Que a cidade do Rio de Janeiro, histórica e bela, tem sido vítima de práticas políticas vergonhosas e de uma inexplicável atitude autodestrutiva não é difícil constatar. Entretanto, superando percalços de toda ordem prosseguimos, pelo talento e alegria do nosso povo, a produzir arte de qualidade. Recentemente, o “Ballet Jovem”, companhia que se apresenta com alto nível de profissionalismo e perfeição técnica, levantou a platéia que lotava o auditório no excelente “Porto Alegre em Dança”. Dirigidos e orientados por Dalal Achcar e Mariza Estrella, aqueles adolescentes se revelam um inesperado cartão postal apto a nos representar em qualquer lugar do mundo, dançando, sim senhores, ballet. O programa do espetáculo, irrepreensível, assinado por Tíndaro Silvano, Luís Arrieta e Sérgio Lobato propõe caminhos que, sem negar a qualidade da técnica clássica, mostra que a criação acadêmica não morreu; só para os que apenas conhecem, assim mesmo de ouvir falar, o repertório do século XIX. E que tem surgido, de toda parte, excelentes bailarinos, sabe-se lá por que, revelados aqui. Menos olímpicos que intérpretes talvez por integrarem, com sua glória e seus problemas, o Corpo de Baile do Theatro Municipal, Cláudia Motta, Roberta Marques, Rodrigo Negri, Vítor Martins, René Salazar, Thiago Soares, entre outros, realizam muito mais do que vencer concursos: fazem carreira.

Na ausência de companhias com o mesmo perfil, os concursos têm sido a única saída para mostrar os novos professores e o valor do seu trabalho. E é nesse contexto que esta coluna abre espaço para o trabalho competente e idealista de Jorge Texeira, consciente de que está contrariando ícones que ‘não viram e não gostaram, ou olharam, mas não quiseram ver’. Estamos enveredando pelo equívoco de privilegiar, tão somente, aspectos sociais e terapêuticos para justificar o fazer artístico. Texeira tem uma visão profissional da cena que reputo muito importante e que, talvez, faça a diferença. Arte se autojustifica; ou corremos o risco de torná-la panfletária, problema com o qual os russos, com todo o seu talento, se debateram ao longo de todo o século XX.

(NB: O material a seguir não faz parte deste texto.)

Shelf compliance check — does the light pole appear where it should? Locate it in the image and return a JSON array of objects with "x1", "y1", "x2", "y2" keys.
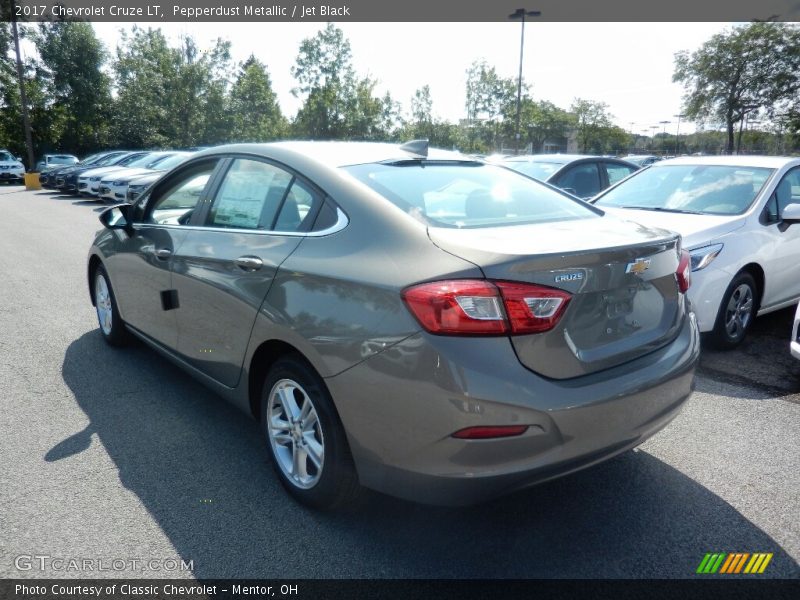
[
  {"x1": 658, "y1": 121, "x2": 672, "y2": 155},
  {"x1": 672, "y1": 113, "x2": 686, "y2": 156},
  {"x1": 11, "y1": 1, "x2": 35, "y2": 170},
  {"x1": 508, "y1": 8, "x2": 542, "y2": 154}
]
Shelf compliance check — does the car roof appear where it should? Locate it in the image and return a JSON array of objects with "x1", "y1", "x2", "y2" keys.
[
  {"x1": 650, "y1": 154, "x2": 800, "y2": 169},
  {"x1": 503, "y1": 154, "x2": 618, "y2": 165},
  {"x1": 197, "y1": 141, "x2": 468, "y2": 167}
]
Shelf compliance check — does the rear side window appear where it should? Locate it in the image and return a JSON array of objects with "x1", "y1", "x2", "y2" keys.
[
  {"x1": 503, "y1": 160, "x2": 564, "y2": 181},
  {"x1": 554, "y1": 163, "x2": 601, "y2": 198},
  {"x1": 597, "y1": 164, "x2": 773, "y2": 215},
  {"x1": 344, "y1": 161, "x2": 599, "y2": 228},
  {"x1": 603, "y1": 163, "x2": 637, "y2": 185}
]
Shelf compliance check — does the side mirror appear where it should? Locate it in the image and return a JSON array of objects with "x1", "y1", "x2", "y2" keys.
[
  {"x1": 779, "y1": 202, "x2": 800, "y2": 231},
  {"x1": 99, "y1": 204, "x2": 131, "y2": 232}
]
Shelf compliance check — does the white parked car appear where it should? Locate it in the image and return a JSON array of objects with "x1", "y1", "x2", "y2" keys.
[
  {"x1": 100, "y1": 152, "x2": 192, "y2": 202},
  {"x1": 594, "y1": 156, "x2": 800, "y2": 348},
  {"x1": 0, "y1": 150, "x2": 25, "y2": 183},
  {"x1": 78, "y1": 151, "x2": 153, "y2": 196}
]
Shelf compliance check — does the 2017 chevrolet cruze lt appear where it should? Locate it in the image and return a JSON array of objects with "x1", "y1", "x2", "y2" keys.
[{"x1": 88, "y1": 142, "x2": 699, "y2": 508}]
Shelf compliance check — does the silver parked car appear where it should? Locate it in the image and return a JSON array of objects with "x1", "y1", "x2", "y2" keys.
[{"x1": 87, "y1": 142, "x2": 699, "y2": 508}]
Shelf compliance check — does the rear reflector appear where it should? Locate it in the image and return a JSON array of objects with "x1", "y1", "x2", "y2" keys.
[
  {"x1": 403, "y1": 279, "x2": 571, "y2": 335},
  {"x1": 453, "y1": 425, "x2": 528, "y2": 440},
  {"x1": 675, "y1": 250, "x2": 692, "y2": 294}
]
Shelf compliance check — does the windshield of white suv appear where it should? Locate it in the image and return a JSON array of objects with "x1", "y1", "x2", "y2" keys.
[
  {"x1": 595, "y1": 165, "x2": 774, "y2": 215},
  {"x1": 344, "y1": 160, "x2": 599, "y2": 228},
  {"x1": 502, "y1": 160, "x2": 566, "y2": 181}
]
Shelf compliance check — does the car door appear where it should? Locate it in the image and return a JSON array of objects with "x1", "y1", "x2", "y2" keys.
[
  {"x1": 172, "y1": 157, "x2": 322, "y2": 387},
  {"x1": 551, "y1": 161, "x2": 602, "y2": 200},
  {"x1": 107, "y1": 158, "x2": 223, "y2": 349},
  {"x1": 761, "y1": 167, "x2": 800, "y2": 308}
]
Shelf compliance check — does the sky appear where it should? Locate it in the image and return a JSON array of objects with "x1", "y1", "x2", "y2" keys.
[{"x1": 87, "y1": 21, "x2": 731, "y2": 135}]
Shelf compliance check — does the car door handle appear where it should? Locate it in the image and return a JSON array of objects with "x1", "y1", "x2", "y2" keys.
[{"x1": 233, "y1": 256, "x2": 264, "y2": 271}]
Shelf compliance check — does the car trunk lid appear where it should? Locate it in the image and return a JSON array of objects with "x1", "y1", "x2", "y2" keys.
[{"x1": 429, "y1": 216, "x2": 685, "y2": 379}]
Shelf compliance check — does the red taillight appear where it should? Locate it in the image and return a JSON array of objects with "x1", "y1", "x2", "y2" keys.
[
  {"x1": 497, "y1": 281, "x2": 572, "y2": 333},
  {"x1": 403, "y1": 279, "x2": 571, "y2": 335},
  {"x1": 675, "y1": 250, "x2": 692, "y2": 294},
  {"x1": 453, "y1": 425, "x2": 528, "y2": 440}
]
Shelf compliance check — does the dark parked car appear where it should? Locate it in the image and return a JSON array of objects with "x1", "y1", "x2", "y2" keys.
[
  {"x1": 52, "y1": 150, "x2": 129, "y2": 193},
  {"x1": 499, "y1": 154, "x2": 639, "y2": 200},
  {"x1": 87, "y1": 142, "x2": 699, "y2": 508},
  {"x1": 36, "y1": 154, "x2": 79, "y2": 172}
]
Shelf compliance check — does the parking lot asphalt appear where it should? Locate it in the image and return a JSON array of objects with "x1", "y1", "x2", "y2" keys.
[{"x1": 0, "y1": 186, "x2": 800, "y2": 578}]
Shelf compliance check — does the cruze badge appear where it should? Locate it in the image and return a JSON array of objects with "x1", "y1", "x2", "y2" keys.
[
  {"x1": 625, "y1": 258, "x2": 650, "y2": 275},
  {"x1": 556, "y1": 272, "x2": 583, "y2": 283}
]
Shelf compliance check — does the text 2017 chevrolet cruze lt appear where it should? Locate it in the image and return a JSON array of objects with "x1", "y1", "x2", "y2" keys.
[{"x1": 88, "y1": 142, "x2": 699, "y2": 508}]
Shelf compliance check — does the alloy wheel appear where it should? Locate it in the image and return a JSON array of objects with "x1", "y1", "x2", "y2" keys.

Conversei com Jorge, coordenador da Academia Petite Danse e responsável pela “Companhia Brasileira de Ballet” sobre seu trabalho com a dança e os jovens:

Eliana Caminada: Você recebeu a griffe “Companhia Brasileira de Ballet”, utópico e belo sonho de Regina e Paulo Ferraz. Como se deu isso?

Jorge Texeira: Marilda Azevedo e Emílio Martins, que integraram aquele elenco e que sempre estimularam meu trabalho, conseguiram a autorização de Regina para que usássemos o nome da companhia. Considero uma honra, nosso primeiro grande prêmio.

EC: Questão de confiança e respeito mútuo. E sua tão questionada formação?

JT: Sou de família de militares, não foi fácil. Cheguei ao ballet através do tap, já formado em Belas-Artes pela UFF. Era a brecha necessária. Em pouco tempo dava aulas de sapateado na academia de Hortência Mollo com quem, escondido, estudava clássico, além de moderno e jazz com Ghislaine Cavalcanti - ambas são formadas pela Escola de Danças - e aulas de chão com Slava Goulenko, bailarina do Theatro Municipal. Fui o único aprovado numa audição para a "Companhia Brasileira de Sapateado" e dancei muito com Polyana Ribeiro. Mas era maduro e lúcido, percebi que não tinha dotes físicos para ballet clássico. Além disso, adoro lecionar.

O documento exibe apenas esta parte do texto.